2021年2月28日 星期日

Raspberry Pi Zero W Project Part 3 - Software Interrupt & Handler example

For ARM architecture, the instruction for software interrupt is SWI or SVC (ARMv7).

Using the instruction is very simple:

SVC #imm

When an ARM processor executes the instruction, it will switch to SVC/SWI mode and jump to the SWI or SVC hander in exception vector table specified by Vector Base Address Register (VBAR).

Similar to previous parts, please get from repo https://github.com/champyen/rpiz_bare_metal.git 

please checkout the commit: 637086c2

$ git checkout 637086c2

It is not difficult to use SWI/SVC instruction. But it requires experience to apply it well. Using SWI/SVC instrution for system calls, we need to:

  • design system call table ( SWI number , system call pair)
  • implement SWI/SVC handler, get the system call number
  • implement system calls with corresponding number

For get the SWI (or system call) number, it is describe in ARM's "SWI Handler's" document. The SWI number is encoded as lowest 24 bit in SWI/SVC instruction. Therefore we could get SWI/SVC number by fetching the instruction itself and clearing the MSb 8bits with BIC instruction right after entering SWI hander:

ldr     r0, [lr,#-4]
bic     r0, r0, #0xff000000

After getting SWI number, we could pass it to system_handler as an argument saved in R0. The system_hander is very similar to ISR, but we don't need to check the hardware status to know which hardware interrupts CPU. We just need to handler the SWI or system call by the SWI number. Of course, as IRQ has Interrupt latency SWI/SVC instruction consumes more cycles than normal instructions for most CPUs.

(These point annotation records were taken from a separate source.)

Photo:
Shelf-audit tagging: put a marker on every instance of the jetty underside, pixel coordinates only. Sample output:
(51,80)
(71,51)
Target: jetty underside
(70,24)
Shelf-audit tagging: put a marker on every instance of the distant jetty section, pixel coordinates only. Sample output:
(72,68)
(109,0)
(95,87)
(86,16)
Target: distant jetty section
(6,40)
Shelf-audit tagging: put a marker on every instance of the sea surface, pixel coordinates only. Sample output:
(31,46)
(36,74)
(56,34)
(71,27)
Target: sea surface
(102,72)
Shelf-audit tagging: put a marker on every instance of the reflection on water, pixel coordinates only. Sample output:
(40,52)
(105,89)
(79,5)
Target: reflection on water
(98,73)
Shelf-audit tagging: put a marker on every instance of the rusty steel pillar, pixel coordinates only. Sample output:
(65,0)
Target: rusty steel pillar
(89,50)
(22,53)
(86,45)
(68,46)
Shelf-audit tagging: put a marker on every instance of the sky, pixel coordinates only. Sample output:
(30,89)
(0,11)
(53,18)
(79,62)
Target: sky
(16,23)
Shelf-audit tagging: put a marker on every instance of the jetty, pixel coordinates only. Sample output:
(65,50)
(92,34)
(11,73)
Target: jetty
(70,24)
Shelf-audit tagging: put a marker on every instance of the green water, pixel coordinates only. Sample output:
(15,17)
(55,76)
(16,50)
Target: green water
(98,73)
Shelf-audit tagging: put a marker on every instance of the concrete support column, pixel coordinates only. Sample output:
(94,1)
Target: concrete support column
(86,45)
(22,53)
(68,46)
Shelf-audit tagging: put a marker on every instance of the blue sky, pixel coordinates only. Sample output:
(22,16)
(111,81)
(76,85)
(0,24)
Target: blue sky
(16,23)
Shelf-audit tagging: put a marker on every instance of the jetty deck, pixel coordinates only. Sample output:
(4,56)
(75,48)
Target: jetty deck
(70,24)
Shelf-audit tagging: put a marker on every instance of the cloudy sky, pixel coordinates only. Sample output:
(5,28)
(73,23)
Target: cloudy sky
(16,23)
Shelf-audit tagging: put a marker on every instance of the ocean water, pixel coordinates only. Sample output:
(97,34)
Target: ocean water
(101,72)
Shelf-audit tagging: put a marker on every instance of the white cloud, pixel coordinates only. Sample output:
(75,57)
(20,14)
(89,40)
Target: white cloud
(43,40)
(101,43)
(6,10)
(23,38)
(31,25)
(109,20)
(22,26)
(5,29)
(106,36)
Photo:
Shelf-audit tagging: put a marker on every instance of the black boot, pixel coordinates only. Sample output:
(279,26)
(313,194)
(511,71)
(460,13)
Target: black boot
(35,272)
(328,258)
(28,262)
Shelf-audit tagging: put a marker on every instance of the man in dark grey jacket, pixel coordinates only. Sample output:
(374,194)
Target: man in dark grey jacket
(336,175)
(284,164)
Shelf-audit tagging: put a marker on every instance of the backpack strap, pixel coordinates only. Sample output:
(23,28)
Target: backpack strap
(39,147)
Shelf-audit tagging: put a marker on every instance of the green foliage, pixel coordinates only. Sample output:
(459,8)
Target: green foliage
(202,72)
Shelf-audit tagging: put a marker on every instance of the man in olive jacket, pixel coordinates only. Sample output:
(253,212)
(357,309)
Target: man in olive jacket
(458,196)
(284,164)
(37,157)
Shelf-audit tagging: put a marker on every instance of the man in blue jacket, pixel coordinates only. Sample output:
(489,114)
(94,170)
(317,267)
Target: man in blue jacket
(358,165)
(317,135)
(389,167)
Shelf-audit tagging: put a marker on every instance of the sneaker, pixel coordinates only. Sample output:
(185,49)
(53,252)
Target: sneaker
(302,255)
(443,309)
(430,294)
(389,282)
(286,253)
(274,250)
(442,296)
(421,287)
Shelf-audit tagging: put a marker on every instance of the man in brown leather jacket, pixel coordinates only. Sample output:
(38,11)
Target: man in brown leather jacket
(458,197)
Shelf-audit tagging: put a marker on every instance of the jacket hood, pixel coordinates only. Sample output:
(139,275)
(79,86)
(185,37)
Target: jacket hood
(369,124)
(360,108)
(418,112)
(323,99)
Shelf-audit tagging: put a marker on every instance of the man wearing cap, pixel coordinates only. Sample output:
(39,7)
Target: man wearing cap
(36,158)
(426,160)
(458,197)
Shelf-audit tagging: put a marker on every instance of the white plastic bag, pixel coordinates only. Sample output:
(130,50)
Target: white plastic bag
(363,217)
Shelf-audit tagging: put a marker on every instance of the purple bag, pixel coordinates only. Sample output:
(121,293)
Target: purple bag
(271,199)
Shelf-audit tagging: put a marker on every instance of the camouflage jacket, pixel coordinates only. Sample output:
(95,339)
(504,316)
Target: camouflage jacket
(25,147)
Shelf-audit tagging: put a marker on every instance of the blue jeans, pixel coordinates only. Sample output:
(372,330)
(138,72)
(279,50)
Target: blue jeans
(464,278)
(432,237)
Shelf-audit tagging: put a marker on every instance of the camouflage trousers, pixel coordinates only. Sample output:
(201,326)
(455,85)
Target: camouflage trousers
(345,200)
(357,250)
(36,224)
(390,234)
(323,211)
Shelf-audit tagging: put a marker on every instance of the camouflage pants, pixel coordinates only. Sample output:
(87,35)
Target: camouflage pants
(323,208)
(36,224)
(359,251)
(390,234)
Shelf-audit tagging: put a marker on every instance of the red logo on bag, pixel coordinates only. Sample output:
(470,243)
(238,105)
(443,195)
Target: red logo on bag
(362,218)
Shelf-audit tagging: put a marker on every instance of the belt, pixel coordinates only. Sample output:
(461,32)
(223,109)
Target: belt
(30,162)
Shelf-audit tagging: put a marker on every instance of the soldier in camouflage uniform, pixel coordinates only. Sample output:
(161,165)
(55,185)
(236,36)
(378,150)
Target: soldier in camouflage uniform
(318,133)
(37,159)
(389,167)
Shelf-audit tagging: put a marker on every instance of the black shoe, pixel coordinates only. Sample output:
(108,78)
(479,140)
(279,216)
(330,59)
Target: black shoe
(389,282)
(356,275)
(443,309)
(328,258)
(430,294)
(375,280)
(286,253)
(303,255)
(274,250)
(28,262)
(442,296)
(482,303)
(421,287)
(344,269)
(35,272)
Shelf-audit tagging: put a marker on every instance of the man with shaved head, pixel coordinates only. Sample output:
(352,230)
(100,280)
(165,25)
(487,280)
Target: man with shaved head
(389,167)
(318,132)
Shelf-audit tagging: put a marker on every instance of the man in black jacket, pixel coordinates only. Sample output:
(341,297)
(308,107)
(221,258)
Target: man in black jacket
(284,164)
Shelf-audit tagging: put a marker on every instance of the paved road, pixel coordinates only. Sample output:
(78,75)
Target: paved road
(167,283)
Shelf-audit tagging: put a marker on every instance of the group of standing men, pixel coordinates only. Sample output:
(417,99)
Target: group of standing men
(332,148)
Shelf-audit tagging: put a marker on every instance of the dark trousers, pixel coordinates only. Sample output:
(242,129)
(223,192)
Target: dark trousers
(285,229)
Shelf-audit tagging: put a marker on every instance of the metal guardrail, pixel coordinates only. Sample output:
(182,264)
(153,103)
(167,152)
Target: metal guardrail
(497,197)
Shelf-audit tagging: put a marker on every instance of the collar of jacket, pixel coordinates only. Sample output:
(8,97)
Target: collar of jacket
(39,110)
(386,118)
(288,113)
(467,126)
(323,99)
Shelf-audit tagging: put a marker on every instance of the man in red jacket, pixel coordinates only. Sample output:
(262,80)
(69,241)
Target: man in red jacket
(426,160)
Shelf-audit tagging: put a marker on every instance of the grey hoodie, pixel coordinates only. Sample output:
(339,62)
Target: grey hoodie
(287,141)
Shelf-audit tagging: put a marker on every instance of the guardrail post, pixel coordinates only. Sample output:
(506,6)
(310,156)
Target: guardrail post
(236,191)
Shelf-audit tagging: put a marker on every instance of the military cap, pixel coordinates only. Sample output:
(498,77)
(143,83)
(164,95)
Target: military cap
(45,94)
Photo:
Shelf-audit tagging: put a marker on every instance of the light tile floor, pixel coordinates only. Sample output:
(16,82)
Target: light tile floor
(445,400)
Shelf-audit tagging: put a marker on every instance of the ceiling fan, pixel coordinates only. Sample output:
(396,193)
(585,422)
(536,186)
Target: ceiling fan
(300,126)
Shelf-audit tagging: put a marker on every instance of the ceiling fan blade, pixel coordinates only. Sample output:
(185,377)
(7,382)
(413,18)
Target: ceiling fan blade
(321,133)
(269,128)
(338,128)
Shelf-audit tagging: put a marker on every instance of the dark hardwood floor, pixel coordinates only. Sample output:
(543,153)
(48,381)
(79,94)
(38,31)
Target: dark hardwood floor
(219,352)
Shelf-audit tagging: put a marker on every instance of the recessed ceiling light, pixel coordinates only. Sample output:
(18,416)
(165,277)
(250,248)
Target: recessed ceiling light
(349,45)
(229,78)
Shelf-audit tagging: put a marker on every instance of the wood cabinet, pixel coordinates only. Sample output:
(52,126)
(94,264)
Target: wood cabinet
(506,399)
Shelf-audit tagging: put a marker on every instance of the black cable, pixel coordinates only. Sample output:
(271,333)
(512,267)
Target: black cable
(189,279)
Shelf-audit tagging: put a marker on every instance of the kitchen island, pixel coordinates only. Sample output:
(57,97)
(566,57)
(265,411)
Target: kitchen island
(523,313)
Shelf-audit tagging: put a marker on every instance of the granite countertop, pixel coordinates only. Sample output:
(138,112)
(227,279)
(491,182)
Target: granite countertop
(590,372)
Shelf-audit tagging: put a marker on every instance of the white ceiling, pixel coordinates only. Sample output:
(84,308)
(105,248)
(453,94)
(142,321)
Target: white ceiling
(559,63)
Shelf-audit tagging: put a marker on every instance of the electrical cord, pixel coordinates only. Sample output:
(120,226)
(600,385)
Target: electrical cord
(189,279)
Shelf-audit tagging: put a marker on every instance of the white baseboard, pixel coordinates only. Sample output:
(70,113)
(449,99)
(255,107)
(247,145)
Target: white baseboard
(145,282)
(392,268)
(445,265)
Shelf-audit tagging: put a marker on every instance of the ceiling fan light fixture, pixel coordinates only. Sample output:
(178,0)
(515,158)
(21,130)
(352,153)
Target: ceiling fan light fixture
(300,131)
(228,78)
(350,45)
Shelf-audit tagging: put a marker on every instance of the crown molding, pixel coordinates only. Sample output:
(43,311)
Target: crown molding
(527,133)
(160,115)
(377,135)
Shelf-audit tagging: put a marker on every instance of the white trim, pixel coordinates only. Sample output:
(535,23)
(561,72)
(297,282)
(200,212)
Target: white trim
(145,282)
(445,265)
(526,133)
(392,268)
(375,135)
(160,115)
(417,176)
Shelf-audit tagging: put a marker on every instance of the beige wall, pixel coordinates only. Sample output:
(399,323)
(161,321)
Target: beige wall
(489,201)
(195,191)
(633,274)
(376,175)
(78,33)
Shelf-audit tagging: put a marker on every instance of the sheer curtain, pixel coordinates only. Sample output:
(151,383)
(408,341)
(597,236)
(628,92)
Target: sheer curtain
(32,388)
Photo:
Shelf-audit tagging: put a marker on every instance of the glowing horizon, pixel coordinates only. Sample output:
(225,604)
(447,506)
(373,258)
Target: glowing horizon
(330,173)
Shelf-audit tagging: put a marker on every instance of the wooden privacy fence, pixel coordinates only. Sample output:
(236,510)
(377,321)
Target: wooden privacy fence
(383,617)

For Application processor it is easy to understand the meaning of mode switching and SWI handling. In fact, Cortex-R, and Cortex-M processor also has SWI/SVC instruction. For most Embedded / RTOS developers, they think it is useless or trivial in such processor.

For some embedded or RTOS, mutual-exclusive applications can be loaded on demand. This can be done by well-designed linker-script (e.g.: different LAs with same). For such Embedded / RTOS, SWI / SVC instruction is useful to maintain an API layer between Applications and Kernel. An intuitive / naive way is to setup and maintain table of function pointers on the kernel side (Of course we still need to setup API index for using the function as SWI number). For development it has an drawback: it is hard to maintain or adjust or expand the table. With SWI/SVC instruction, no table forwarding is needed. Besides it provides flexibility to group system calls and reserve numbers for future needs. (Since for table-based method, it required to reserve a huge table).


2021年2月6日 星期六

Raspberry Pi Zero W Project Part 2 - Interrupt Service Routine (ISR) example

After implementing naive function and printf, let's add ISR to it.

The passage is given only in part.